“That’s the stupidest mask I’ve ever seen.”

“Someone gave it to me as a gift, Aussie. It’s quite pretty, reminds me of Hawaii.”

“On top it’s pressing into your eyes while the sides are wide open. Anyone can catch anything. Don’t come any closer! I have to protect my health. In fact, why don’t you go work upstairs?”

“Aussie, I’ve noticed lately how territorial you’ve become. You fight Henry every morning so that he doesn’t dare come downstairs.”

“Only when I get my breakfast. I have to protect my food!”

“Aussie, you eat in the small laundry room, so if you think you want to protect that, be my guest. But you end up patrolling the entire first floor!”

“I used to just guard the laundry room. Henry would sneak into the hallway, and as soon as my back was turned he’d make a break for my bowl, steal some food, and rush upstairs. So, I started patrolling the hallway, too. Then he’d sit and wait in the kitchen, and as soon as I turned my back he’d rush to get a bit of food, then escape upstairs. I started patrolling the kitchen, too, so he’d sit and wait in the living room—”

“Basically, Auss, you widened your territory to include the entire ground floor of the house.”

“Then he sat on the bottom-most step of the stairway, and as soon as my back was turned he’d run into the laundry room to steal—”

“So, you widened your territory into the staircase, too, Aussie, so that now poor Henry finds himself imprisoned in an upstairs room till you’re finished eating—which, I remind you, is taking longer and longer since you’ve gotten so picky with your food!”

“I’ve expanded my area of concern. Once all I cared about was what happened in a small laundry room, see? Now I’m concerned about the entire ground floor—”

“And staircase, Aussie.”

“And staircase. That’s what I call enlightenment!”


“You start caring only about your little corner of the world, and then you realize you’re not just a little corner, you’re everything!”

“But Aussie—”

“You’re not just a little laundry room, you’re a kitchen, a living room, a hallway, a bathroom, even your office!”

“You’re not my office, Aussie.”

“If I’m everything, I’m your office, too! Everything is me! I like this enlightenment business.”

“You’ve got it wrong, Aussie, and you got it dangerous. It’s true, we’re as infinite as stars. Our basic nature is life itself, that’s why we take care of the whole, because we are the whole.”

“I don’t want to be the whole, I don’t want to be life or stars. I just want to be the downstairs. Is that too much to ask?“

“It sounds like you want to own it all, Aussie—”

“Just the ground floor and the staircase—”

“That’s not enlightenment, Aussie. We don’t own life, we serve life.”

“Can I own my food bowl?”

“You’ve extended your area of concern to be the entire ground floor, Aussie, that’s very dangerous. It’s what every narcissist does. Narcissists think they’re everything, and therefore it’s all about them. Enlightened people think they’re everything, and therefore nothing’s about them. See?”

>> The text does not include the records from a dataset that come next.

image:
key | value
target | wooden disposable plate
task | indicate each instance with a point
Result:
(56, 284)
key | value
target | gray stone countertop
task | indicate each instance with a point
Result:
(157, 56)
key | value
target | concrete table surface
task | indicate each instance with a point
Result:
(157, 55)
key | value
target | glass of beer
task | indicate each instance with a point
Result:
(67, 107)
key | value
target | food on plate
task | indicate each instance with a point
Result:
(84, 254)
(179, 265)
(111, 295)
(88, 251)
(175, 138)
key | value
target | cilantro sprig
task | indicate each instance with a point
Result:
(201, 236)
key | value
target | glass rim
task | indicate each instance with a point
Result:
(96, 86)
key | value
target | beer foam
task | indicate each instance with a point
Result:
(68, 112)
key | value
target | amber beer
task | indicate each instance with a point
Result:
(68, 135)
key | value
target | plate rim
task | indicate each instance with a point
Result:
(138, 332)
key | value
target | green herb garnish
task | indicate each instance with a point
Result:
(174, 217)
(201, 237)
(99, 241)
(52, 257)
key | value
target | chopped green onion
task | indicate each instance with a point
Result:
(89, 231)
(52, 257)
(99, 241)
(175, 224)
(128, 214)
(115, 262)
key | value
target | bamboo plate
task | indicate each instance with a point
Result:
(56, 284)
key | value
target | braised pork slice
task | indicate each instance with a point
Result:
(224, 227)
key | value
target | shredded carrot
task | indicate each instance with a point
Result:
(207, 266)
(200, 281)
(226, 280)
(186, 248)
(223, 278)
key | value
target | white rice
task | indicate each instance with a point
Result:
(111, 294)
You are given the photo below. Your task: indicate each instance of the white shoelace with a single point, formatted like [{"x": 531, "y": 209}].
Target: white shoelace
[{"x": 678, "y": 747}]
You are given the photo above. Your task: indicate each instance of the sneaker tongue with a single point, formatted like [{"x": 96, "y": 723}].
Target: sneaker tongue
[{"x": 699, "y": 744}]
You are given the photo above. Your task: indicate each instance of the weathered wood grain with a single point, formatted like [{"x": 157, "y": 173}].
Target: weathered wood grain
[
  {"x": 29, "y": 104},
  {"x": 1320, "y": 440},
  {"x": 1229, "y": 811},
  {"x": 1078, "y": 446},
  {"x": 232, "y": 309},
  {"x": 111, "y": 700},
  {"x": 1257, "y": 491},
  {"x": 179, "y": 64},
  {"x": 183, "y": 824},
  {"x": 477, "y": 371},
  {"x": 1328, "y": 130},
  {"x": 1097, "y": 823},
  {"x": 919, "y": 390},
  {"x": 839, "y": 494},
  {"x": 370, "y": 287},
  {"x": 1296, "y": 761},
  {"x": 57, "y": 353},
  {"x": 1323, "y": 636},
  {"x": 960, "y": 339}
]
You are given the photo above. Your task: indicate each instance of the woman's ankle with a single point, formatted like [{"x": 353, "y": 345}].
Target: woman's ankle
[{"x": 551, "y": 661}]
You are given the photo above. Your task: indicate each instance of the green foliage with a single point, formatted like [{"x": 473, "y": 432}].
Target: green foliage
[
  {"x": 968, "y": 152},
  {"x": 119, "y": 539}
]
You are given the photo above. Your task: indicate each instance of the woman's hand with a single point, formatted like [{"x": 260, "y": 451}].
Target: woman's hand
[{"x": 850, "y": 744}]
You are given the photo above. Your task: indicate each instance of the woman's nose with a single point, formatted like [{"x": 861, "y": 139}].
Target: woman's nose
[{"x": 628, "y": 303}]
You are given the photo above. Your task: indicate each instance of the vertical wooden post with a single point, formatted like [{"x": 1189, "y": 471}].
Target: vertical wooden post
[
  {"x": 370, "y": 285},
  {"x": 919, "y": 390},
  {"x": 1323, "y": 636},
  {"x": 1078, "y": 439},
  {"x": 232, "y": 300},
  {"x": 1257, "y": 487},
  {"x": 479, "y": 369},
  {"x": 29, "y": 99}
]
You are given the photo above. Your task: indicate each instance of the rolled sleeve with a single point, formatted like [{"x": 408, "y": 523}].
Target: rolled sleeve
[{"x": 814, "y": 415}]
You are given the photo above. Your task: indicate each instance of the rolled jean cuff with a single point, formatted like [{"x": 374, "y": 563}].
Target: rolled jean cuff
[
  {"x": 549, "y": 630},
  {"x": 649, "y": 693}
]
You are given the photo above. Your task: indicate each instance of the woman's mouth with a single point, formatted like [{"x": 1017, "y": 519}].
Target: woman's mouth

“Nothing is yours, Aussie. When you are the world, you don’t need to own the world, get it?”

“I don’t want the world, I just want the—”

“And when you’re fully the ground floor, you’re everything, see? And that includes Henry, who’s right there by the lamp.”

“I don’t want to be a Chihuahua.”

“Aussie, the Way is not about picking and choosing.”

“I know the Way: living room, hallway, bathroom, laundry room, kitchen, and the staircase. I patrol the Way every single morning. There’s no Chihuahua in my Way, no way.”